Aux dernières nouvelles, il n’est pas certain que le scrutin se fasse. En effet, si le gouvernement vient de confirmer, il y a quelques jours seulement, qu’il se tiendrait le 12 décembre, les kanaks ont annoncé qu’ils boycotteraient le scrutin, et ont demandé le report, prétextant des conséquences du Covid. Qui aura gain de cause ? Le « flou artistique » n’est visiblement pas terminé. Et quoi qu’il arrive, scrutin ou pas, victoire du oui ou bien du non, on peut être certain que les mécontents seront légion, avec possibles violences à la clef. Si c’est le cas, nous l’aurons bien cherché…
La Nouvelle-Calédonie est un baril de poudre avec toutes les mèches allumées… par nous-mêmes. Là comme ailleurs, la France aura-t-elle un jour une vision, et une volonté ?
[1] 98,3 % des votants s’étaient prononcés pour le maintien avec la France.

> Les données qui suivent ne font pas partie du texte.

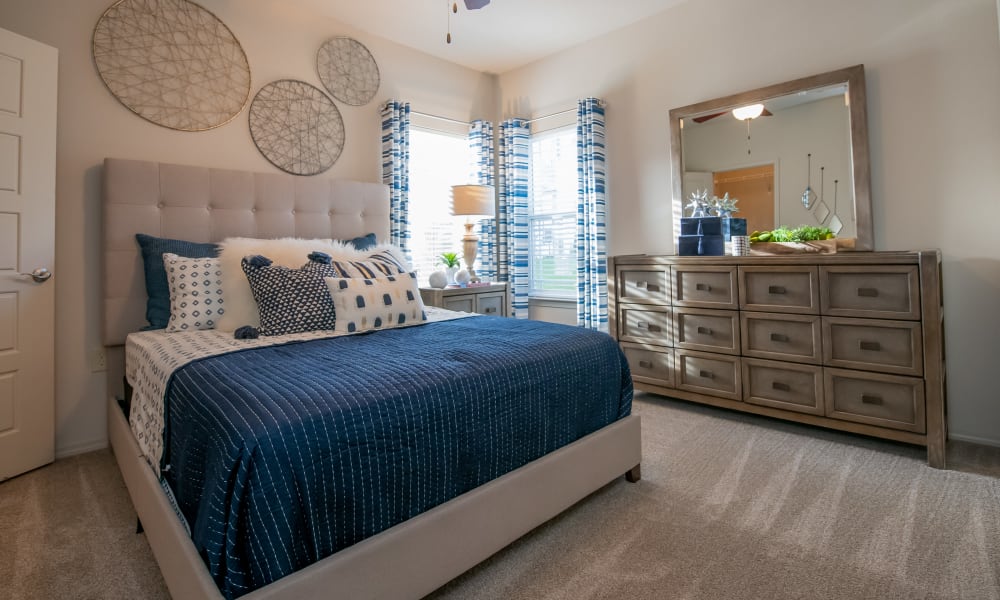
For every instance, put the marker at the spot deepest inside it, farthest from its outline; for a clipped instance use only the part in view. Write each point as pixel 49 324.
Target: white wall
pixel 280 43
pixel 933 82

[2] Après un premier référendum (national) le 13 septembre 1987, il y aura celui (national) du 6 novembre 1998, puis ceux (locaux) du 8 novembre 1998, du 4 novembre 2018, du 4 octobre 2020, du 12 décembre prochain (s’il n’est pas repoussé…), plus celui ou ceux qui seront ratifiés pour confirmer le futur statut du territoire, que le résultat soit oui ou non.. Donc en tout 7 ou 8 scrutins étalés sur 35 ans, sans qu’aucune solution d’avenir véritable n’ait été mise en œuvre ou même esquissée pendant toute cette période…

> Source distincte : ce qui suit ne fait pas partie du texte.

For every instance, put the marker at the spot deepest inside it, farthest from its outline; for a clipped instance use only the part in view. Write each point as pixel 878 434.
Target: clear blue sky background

[3] Donc raciste, anti-blanc.
[4] De plus, les «caldoches» sont tenus de s’inscrire sur les listes électorales, alors que les kanaks le sont automatiquement de droit…
[5] Avec priorité aux autochtones pour les postes de travail…
[6] Avec un résultat de 56,4 % pour la France au scrutin de 2018, et 53,26 % pour la France à celui de 2020.
[7] Cf. article du Pr JC Martinez paru dans le n° 5 de la revue Le Nouveau Conservateur.